Yang Jie, Hu Shimin, Wang Qichao, Fong Simon
Department of Computer and Information Science, University of Macau, Taipa 999078, China.
College of Artificial Intelligence, Chongqing Industry & Trade Polytechnic, Chongqing 408000, China.
Entropy (Basel). 2021 Sep 26;23(10):1252. doi: 10.3390/e23101252.
The university curriculum is a systematic and organic study complex with some immediate associated steps; the initial learning of each semester's course is crucial, and significantly impacts the learning process of subsequent courses and further studies. However, the low teacher-student ratio makes it difficult for teachers to consistently follow up on the detail-oriented learning situation of individual students. The extant learning early warning system is committed to automatically detecting whether students have potential difficulties-or even the risk of failing, or non-pass reports-before starting the course. Previous related research has the following three problems: first of all, it mainly focused on e-learning platforms and relied on online activity data, which was not suitable for traditional teaching scenarios; secondly, most current methods can only proffer predictions when the course is in progress, or even approaching the end; thirdly, few studies have focused on the feature redundancy in these learning data. Aiming at the traditional classroom teaching scenario, this paper transforms the pre-class student performance prediction problem into a multi-label learning model, and uses the attribute reduction method to scientifically streamline the characteristic information of the courses taken and explore the important relationship between the characteristics of the previously learned courses and the attributes of the courses to be taken, in order to detect high-risk students in each course before the course begins. Extensive experiments were conducted on 10 real-world datasets, and the results proved that the proposed approach achieves better performance than most other advanced methods in multi-label classification evaluation metrics.
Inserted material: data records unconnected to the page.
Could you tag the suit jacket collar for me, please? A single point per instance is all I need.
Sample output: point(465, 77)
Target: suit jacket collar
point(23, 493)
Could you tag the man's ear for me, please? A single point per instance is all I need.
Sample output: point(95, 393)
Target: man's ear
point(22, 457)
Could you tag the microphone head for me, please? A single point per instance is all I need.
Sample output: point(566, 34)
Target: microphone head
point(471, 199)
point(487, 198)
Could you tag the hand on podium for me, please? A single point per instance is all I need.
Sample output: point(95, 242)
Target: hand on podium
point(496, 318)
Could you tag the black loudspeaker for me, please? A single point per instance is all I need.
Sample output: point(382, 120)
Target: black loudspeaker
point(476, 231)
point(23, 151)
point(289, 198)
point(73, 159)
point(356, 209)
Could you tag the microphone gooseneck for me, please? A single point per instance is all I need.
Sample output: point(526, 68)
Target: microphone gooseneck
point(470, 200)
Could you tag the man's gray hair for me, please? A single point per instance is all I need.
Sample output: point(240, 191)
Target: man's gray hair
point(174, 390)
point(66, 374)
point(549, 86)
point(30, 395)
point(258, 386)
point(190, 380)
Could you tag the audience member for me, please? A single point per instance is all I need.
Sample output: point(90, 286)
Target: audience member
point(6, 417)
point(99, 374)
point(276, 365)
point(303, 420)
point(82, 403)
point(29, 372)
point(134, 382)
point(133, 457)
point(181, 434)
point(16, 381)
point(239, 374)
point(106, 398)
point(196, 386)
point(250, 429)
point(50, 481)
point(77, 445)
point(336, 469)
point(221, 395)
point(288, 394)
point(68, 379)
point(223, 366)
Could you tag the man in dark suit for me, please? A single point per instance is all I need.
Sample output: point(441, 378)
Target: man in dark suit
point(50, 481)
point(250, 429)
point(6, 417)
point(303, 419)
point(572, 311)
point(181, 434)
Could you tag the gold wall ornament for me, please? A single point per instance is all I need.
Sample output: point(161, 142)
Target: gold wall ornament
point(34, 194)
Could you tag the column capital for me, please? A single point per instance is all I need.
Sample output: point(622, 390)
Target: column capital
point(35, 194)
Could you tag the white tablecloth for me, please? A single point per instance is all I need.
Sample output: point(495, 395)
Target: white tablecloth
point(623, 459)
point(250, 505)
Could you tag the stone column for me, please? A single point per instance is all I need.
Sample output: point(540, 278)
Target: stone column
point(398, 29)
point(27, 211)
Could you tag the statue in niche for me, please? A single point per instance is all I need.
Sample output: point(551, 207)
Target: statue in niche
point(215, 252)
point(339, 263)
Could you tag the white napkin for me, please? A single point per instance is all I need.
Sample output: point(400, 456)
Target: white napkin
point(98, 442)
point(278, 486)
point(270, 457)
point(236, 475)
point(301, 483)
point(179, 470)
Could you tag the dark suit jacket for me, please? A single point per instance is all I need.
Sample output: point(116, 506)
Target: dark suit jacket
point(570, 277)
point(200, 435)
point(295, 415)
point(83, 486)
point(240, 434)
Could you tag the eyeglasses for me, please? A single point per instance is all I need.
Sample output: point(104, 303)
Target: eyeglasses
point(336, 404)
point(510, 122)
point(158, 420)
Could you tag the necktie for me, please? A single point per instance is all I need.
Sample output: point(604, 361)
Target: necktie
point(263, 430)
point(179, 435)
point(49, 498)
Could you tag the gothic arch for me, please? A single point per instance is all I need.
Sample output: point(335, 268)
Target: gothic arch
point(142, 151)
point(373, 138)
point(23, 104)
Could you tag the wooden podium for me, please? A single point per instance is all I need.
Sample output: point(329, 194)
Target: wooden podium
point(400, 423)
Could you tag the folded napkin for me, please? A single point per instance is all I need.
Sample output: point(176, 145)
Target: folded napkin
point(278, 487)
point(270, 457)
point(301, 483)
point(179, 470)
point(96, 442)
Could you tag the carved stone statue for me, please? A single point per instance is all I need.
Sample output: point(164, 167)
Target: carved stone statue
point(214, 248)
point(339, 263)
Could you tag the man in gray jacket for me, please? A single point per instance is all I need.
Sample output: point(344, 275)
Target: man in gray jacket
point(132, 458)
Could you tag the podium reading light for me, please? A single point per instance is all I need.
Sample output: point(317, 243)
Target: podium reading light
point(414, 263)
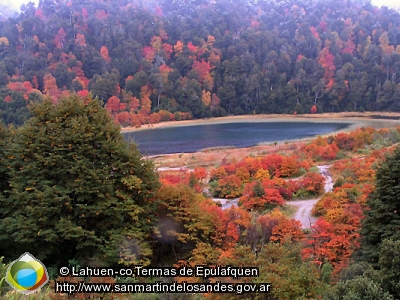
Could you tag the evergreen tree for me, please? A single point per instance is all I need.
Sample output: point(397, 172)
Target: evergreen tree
point(77, 190)
point(382, 220)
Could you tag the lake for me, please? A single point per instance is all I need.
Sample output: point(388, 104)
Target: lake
point(193, 138)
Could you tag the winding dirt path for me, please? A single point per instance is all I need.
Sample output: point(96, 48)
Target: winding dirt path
point(304, 207)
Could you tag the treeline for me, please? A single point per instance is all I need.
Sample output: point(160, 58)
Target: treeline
point(163, 60)
point(74, 192)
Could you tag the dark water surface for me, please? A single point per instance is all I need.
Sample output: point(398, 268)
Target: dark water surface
point(197, 137)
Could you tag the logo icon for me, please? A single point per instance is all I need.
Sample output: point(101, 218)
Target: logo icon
point(26, 274)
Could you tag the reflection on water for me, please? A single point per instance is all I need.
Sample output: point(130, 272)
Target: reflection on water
point(196, 137)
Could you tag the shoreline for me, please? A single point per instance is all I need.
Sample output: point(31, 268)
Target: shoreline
point(355, 119)
point(213, 156)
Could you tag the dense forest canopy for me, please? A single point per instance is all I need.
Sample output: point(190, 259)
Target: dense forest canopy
point(160, 60)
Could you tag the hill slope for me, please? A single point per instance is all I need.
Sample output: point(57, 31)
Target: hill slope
point(178, 59)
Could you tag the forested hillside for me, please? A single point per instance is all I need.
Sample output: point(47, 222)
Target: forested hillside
point(152, 61)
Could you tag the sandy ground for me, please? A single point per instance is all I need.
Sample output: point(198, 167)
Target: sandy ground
point(304, 207)
point(209, 158)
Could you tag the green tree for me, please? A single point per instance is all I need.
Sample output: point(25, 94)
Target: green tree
point(77, 189)
point(382, 220)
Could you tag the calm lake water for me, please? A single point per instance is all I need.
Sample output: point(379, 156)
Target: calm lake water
point(197, 137)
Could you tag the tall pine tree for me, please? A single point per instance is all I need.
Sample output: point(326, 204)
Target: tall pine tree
point(77, 190)
point(382, 220)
大学课程是一个具有一些直接相关步骤的系统且有机的学习综合体;每学期课程的初始学习至关重要,并对后续课程及进一步学习的过程产生重大影响。然而,师生比例较低使得教师难以持续跟踪每个学生注重细节的学习情况。现有的学习预警系统致力于在课程开始前自动检测学生是否存在潜在困难——甚至是不及格或未通过报告的风险。以往相关研究存在以下三个问题:首先,它主要聚焦于电子学习平台,依赖在线活动数据,不适用于传统教学场景;其次,当前大多数方法只能在课程进行中甚至接近尾声时提供预测;第三,很少有研究关注这些学习数据中的特征冗余。针对传统课堂教学场景,本文将课前学生成绩预测问题转化为多标签学习模型,并使用属性约简方法科学地精简所学课程的特征信息,探索先前所学课程特征与待学课程属性之间的重要关系,以便在课程开始前检测每门课程中的高风险学生。在10个真实世界数据集上进行了广泛实验,结果证明所提方法在多标签分类评估指标方面比大多数其他先进方法具有更好的性能。